Hubble's 1995 image of a star nursery was amazing. Take a look at NASA's new version
Nearly 30 years ago, NASA's Hubble Space Telescope captured the first image of the Pillars of Creation — the iconic star nursery featuring thick pillars of gas and dust. Now, the new James Webb Space Telescope has captured NASA's most detailed image of the landscape that is helping scientists better understand how stars form.
The James Webb telescope, billed as the successor to the aging Hubble, is optimized to see near- and mid-infrared light invisible to people, allowing it to peer through dust that can obscure stars and other objects in Hubble images.
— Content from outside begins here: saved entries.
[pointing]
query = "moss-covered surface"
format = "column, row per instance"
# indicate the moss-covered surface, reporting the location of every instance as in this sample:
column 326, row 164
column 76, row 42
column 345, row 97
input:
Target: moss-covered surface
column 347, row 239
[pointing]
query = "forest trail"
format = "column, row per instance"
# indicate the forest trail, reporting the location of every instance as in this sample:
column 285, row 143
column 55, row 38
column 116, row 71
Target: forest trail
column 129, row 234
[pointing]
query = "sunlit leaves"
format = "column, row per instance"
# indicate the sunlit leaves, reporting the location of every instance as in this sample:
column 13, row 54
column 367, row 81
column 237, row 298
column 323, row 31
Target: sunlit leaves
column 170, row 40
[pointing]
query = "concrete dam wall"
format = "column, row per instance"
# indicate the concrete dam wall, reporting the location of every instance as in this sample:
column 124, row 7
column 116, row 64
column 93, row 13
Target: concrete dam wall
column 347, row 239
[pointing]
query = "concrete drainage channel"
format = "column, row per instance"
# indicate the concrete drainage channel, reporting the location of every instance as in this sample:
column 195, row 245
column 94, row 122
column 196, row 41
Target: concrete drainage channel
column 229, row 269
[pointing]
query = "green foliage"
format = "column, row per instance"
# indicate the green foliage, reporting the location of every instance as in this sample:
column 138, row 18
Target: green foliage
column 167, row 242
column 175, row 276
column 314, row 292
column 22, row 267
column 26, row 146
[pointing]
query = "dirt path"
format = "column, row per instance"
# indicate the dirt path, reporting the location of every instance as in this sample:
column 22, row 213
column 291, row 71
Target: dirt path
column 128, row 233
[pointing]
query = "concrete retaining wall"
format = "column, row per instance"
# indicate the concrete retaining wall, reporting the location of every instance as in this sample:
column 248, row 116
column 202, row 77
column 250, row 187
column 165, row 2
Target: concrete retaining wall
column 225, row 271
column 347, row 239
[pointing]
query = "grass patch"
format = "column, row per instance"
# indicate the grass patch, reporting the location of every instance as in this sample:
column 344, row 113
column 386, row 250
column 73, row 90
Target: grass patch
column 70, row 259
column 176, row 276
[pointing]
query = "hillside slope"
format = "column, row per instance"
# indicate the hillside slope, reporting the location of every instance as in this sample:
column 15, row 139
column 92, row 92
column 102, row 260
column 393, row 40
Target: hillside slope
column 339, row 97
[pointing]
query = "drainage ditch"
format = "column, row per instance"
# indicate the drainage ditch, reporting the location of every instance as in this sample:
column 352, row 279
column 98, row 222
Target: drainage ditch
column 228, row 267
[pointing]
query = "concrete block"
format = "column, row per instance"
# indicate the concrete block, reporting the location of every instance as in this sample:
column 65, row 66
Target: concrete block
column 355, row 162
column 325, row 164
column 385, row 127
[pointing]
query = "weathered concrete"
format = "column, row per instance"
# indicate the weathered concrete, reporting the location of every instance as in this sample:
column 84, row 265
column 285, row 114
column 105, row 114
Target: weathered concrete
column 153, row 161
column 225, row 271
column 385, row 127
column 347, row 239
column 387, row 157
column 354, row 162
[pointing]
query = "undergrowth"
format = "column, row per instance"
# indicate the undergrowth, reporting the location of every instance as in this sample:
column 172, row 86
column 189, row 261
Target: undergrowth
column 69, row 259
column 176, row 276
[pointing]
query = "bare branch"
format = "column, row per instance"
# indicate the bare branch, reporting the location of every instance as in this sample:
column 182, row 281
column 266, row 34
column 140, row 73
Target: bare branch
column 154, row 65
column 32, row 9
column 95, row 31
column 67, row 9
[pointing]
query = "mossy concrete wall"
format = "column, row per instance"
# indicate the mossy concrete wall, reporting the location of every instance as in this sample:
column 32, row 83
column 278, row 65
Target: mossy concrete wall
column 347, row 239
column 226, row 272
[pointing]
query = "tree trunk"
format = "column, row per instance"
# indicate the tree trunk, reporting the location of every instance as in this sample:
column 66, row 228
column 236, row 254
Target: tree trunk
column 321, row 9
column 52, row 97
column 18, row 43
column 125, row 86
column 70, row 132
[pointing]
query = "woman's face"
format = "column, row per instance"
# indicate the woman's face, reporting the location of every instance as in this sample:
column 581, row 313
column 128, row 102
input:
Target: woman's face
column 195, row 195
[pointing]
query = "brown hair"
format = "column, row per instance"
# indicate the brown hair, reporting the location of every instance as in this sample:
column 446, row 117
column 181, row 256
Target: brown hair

While James Webb's infrared eyes were not able to pierce through a mix of gas and dust in the Pillars of Creation, its new view will help scientists identify more precise counts of newly formed stars, and the amount of gas and dust in the region.
Klaus Pontoppidan, a project scientist working on the James Webb, wrote on Twitter that the team wanted to capture the Pillars of Creation using the new space telescope after seeing popular demand for it.
"The nebula, M16, is located right in the plane of the Milky Way; there are just so many stars!" Pontoppidan wrote. "This image was taken in exactly the same way as the cosmic cliffs, and covers an area the same size on the sky."
Kirsten Banks, an astrophysicist and science communicator, praised James Webb for revisiting the Pillars of Creation and giving scientists more precise data to learn from about the formation of stars.
"Not only are there obvious stars speckled in every nook and cranny of this image, but if you look closely at the tips of the pillars, you can see this fiery redness," Banks said in a Twitter video. "It looks like a volcano spitting lava."
The red spots at the edges of some pillars come from young stars, estimated to be a few hundred thousand years old, that shoot out supersonic jets which excite surrounding hydrogen molecules and create the crimson glow.
Before James Webb's success, the telescope had to endure more than 20 years of technical difficulties, cost overruns, delays, and threats from Congress to kill it altogether. Critics were skeptical of its large size, the Webb's primary mirror boasting six times more light collecting area than that of the Hubble.